I have found myself in a curious hole. I good hole, mind you, but a bit of a hole. After proclaiming to the world, loud and clear that I loved eLearning, I realized that yes, I do love eLearning, but I do not want to spend my life just doing that. I, for one, miss people, and the strange funny-business that goes on at an organization. The challenges that arise from fitting people's strengths into clear-cut job descriptions, and the energetic buzz of being on a creative team. Yes, I can do all of these things both abstractly and literally if I am working on an eLearning team. But I also miss solving small organizational challenges. Intuition is a strange friend of mine. It shows up when it's least welcomed, and makes my life more complicated than it needs to be. I think my answer is slightly larger than I originally expected it to be. I can see slightly broader vision taking form, and we'll see where it takes me...

Tuesday, June 26, 2012

eLearning vs. mLearning: Why I've been hanging in the eLearning Camp

I thought I understood mLearning. Or at least I thought I did--because categorizing mLearning is like me trying to call myself spiritual. I might know what it means, but everyone around me has a different definition. For a long time, I'd been thinking about mLearning as "learning for a mobile device." And I waved mLearning aside as being "too cool." I have spent my time working for organizations that are at the trailing edge of the technology curve, so why would I worry about mLearning? eLearning has meant deployment of training on specific company pcs, not an ipad or a cell phone. Plus, I have had a lot of assumptions about mLearning--for example, designing learning for a cell phone is much different than designing learning for a tablet, so how could they be lumped together?
Yet if I had followed the experts in this, I would have come to the realization sooner that mLearning is not about deployment on a phone--it's about flexible and responsive design.  
I've read two post's lately that have really affected my thinking on the issue: RJ Jacquez' recent post, Here's how Adobe Captivate 6 could have been a Game Changer for mLearning and Claire's Dashe & Thomson article suggesting: Mobile Learning: CHANGE YOUR WAYS OR YOU ARE DOOOOOMED! (Via Connie Malamed, the eLearning Coach).
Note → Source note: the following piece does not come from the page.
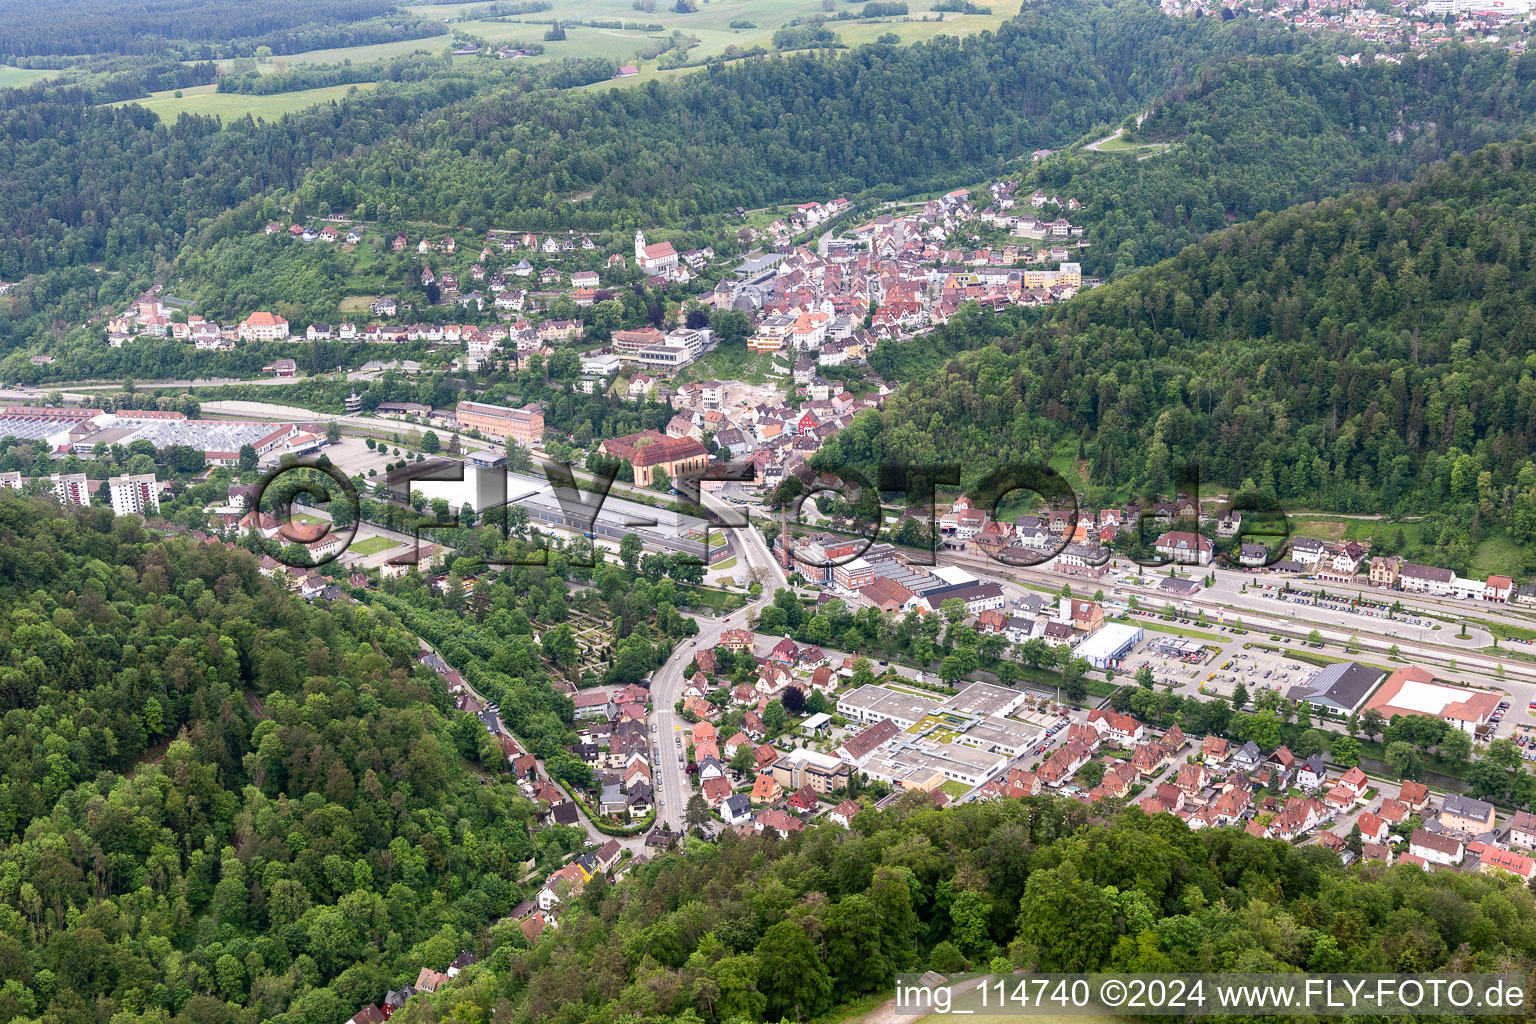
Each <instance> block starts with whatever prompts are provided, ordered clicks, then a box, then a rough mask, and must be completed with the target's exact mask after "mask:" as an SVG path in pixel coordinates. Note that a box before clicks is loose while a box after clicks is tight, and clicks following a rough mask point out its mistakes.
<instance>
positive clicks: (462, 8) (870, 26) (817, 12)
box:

Both articles really got me thinking about the true meaning of mLearning.
Perhaps I'm over simplifying things, but the difference between eLearning and mlearning seems to be in the approach, not the design:
        My over-simplified comparison of elearning & mlearning
With this approach of "acknowledge learning will be deployed on multiple devices" mLearning is not about cell phones or tablets, instead, it's about letting go. Maybe we should have called it dLearning (for device-based) versus fLearning (for flexible)!